AUSTIN, Texas (Reuters) - The Supreme Court on Wednesday issued a stay of execution for a man who was scheduled to be put to death in the evening for fatally shooting three sleeping teenagers in Amarillo in 1998.
John Balentine, 42, was to be executed by lethal injection in what would have been the fifth execution in Texas this year and the 21st in the country.
He had raised an issue about whether he has a right to be represented by a lawyer in a post-conviction state hearing challenging the effectiveness of his lawyers at trial.
“I’m happy and relieved,” Balentine said after hearing news of the stay,” according to Michelle Lyons, a spokeswoman with the Texas Department of Criminal Justice.
In January, 1998, Balentine, carrying a .32 automatic pistol, entered the home of his ex-girlfriend early one morning and shot her brother, Mark Caylor, Jr., 17, and two other boys, Kai Geyer, 15, and Steven Watson, 15, while they were sleeping, according to the Texas Attorney General’s office.
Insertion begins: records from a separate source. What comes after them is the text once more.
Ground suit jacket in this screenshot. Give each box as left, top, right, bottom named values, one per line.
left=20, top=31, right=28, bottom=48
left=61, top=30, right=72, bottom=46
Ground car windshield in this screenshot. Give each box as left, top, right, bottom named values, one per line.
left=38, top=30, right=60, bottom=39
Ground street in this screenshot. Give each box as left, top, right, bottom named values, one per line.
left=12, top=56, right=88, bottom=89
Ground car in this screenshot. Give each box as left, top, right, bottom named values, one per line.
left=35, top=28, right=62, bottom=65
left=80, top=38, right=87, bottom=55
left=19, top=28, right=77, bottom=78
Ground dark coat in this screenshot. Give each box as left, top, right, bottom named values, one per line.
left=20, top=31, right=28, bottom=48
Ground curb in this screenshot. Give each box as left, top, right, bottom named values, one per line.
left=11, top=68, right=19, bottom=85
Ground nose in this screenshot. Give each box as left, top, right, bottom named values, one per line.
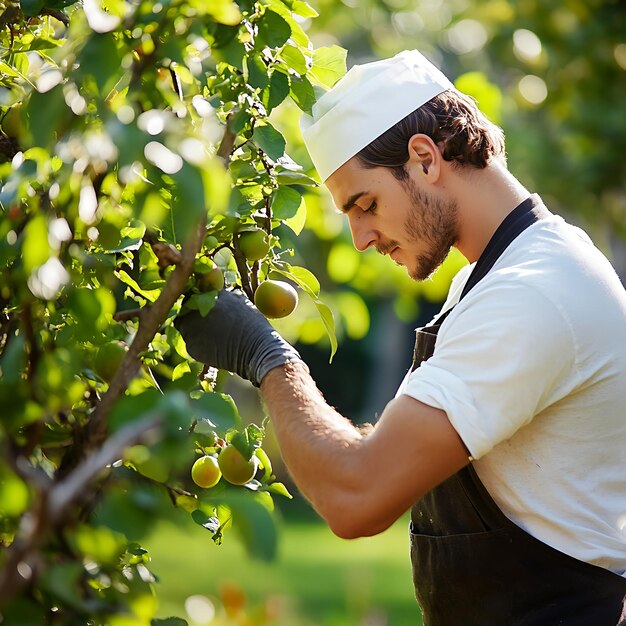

Balentine previously had a criminal record in Arkansas that included burglary, kidnapping, and aggravated assault with a knife.
Balentine’s execution was the first of two that had been scheduled in Texas this week. On Thursday, the state is set to execute Lee Taylor for fatally stabbing an inmate at a state prison in 1999. At the time of the stabbing, Taylor was serving a life sentence for aggravated robbery in which an elderly man died, according to the attorney general’s office.
Texas has executed more than four times as many people as any other state since the death penalty was reinstated in the United States in 1976, according to the Death Penalty Information Center.